Desta forma, as pessoas
físicas ou jurídicas residentes, domiciliadas ou com sede no País, devem
informar ao Banco Central do Brasil, no período de 10 de março de 2003 a
31 de março de 2003, os
valores de qualquer natureza, os ativos em moeda e os bens e direitos detidos
fora do território nacional, na data-base de 31 de dezembro de 2002, por meio
de declaração disponibilizada na página do Banco Central na internet (www.bcb.gov.br - Capitais Estrangeiros
no Exterior).
As informações solicitadas
estão relacionadas às modalidades abaixo indicadas, podendo ser agrupadas
quando forem coincidentes o país, a moeda, o tipo e a característica do ativo:
I – depósito no exterior;
II – empréstimo em moeda;
III – financiamento;
IV – leasing e
arrendamento financeiro;
V – investimento direto;
VI – investimento em
portfólio;
VII – aplicação em
derivativos financeiros; e
VIII – outros
investimentos, incluindo imóveis e outros bens.

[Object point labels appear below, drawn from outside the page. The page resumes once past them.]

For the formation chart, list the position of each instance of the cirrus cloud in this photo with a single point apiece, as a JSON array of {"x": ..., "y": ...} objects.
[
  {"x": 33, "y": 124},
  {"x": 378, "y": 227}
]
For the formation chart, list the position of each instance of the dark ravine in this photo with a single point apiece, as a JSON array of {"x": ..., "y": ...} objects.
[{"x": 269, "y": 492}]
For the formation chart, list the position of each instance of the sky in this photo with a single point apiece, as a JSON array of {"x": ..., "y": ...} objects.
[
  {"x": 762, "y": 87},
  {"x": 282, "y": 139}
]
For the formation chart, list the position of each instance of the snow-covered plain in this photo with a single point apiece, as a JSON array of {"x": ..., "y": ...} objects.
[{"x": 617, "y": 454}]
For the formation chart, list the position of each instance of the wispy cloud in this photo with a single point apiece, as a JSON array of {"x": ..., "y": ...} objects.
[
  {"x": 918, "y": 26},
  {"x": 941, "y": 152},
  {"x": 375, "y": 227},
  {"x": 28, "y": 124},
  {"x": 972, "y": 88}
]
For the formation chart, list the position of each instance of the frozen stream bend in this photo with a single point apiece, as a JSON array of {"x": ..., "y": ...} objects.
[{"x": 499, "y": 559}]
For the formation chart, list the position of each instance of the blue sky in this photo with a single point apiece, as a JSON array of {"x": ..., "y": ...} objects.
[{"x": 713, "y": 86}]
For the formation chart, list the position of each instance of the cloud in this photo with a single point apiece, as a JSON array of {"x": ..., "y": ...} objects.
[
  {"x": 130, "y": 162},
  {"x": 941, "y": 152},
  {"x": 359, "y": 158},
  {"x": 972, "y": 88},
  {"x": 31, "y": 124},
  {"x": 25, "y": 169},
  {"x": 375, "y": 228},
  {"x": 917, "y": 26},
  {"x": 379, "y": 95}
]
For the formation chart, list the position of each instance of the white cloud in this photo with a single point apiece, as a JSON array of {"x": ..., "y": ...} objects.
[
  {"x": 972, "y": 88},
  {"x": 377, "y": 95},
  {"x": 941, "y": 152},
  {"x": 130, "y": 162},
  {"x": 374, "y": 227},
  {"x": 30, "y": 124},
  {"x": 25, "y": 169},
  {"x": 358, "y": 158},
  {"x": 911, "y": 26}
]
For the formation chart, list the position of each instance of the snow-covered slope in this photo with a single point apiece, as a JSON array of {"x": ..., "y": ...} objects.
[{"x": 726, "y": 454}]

Os detentores de ativos totais, em 31 de dezembro de 2002, cujos valores
somados totalizem montante inferior ao equivalente a R$ 300.000,00 estão
dispensados de prestar a declaração.
Os responsáveis pela
prestação de informações devem manter pelo prazo de cinco anos contados a
partir da data-base da declaração, a documentação comprobatória das informações
prestadas para apresentação ao Banco Central do Brasil, quando solicitada.
Será considerada
não-fornecida ao BACEN a declaração que for entregue a partir de:
I – 10 de março de 2003,
para a declaração tratada pela Circular nº 3.071, de 07 de dezembro de 2001,
relativa à data-base de 31 de dezembro de 2001;
II – 1º de agosto de 2003,
para a declaração tratada por esta Circular, relativa à data-base de 31 de
dezembro de 2002.
A Circular nº 3.181, de 06 de março de 2003, foi
publicada no Diário Oficial da União de 07 de março de 2003, quando entrou em
vigor.
07 - TAXAS DE CÂMBIO A SEREM UTILIZADAS NO BALANÇO/BALANCETE DO MÊS DE FEVEREIRO DE 2003.
Relação das principais taxas cambiais para fins de atualização de créditos e obrigações em moeda estrangeira, na elaboração do balanço ou balancete referente ao mês de janeiro de 2003.
|
Moeda |
Compra - R$ |
Venda – R$ |
|
Dólar dos Estados Unidos |
3,56240 |
3,56320 |
|
Euro/Comunidade Européia |
3,84547 |
3,85374 |
|
Franco Francês |
0,58623 |
0,58749 |
|
Franco Suíço |
2,62912 |
2,63429 |
|
Iene Japonês |
0,030111 |
0,030173 |
|
Libra Esterlina |
5,60476 |
5,61521 |
|
Lira Italiana |
0,0019860 |
0,0019902 |
|
Marco Alemão |
1,96615 |
1,97038 |
Os valores em Real (R$), das moedas Franco Francês, Lira Italiana e Marco Alemão, foram determinados com base na paridade existente entre as referidas moedas e o Euro/Comunidade Européia. Referida paridade também é divulgada pelo Banco Central do Brasil.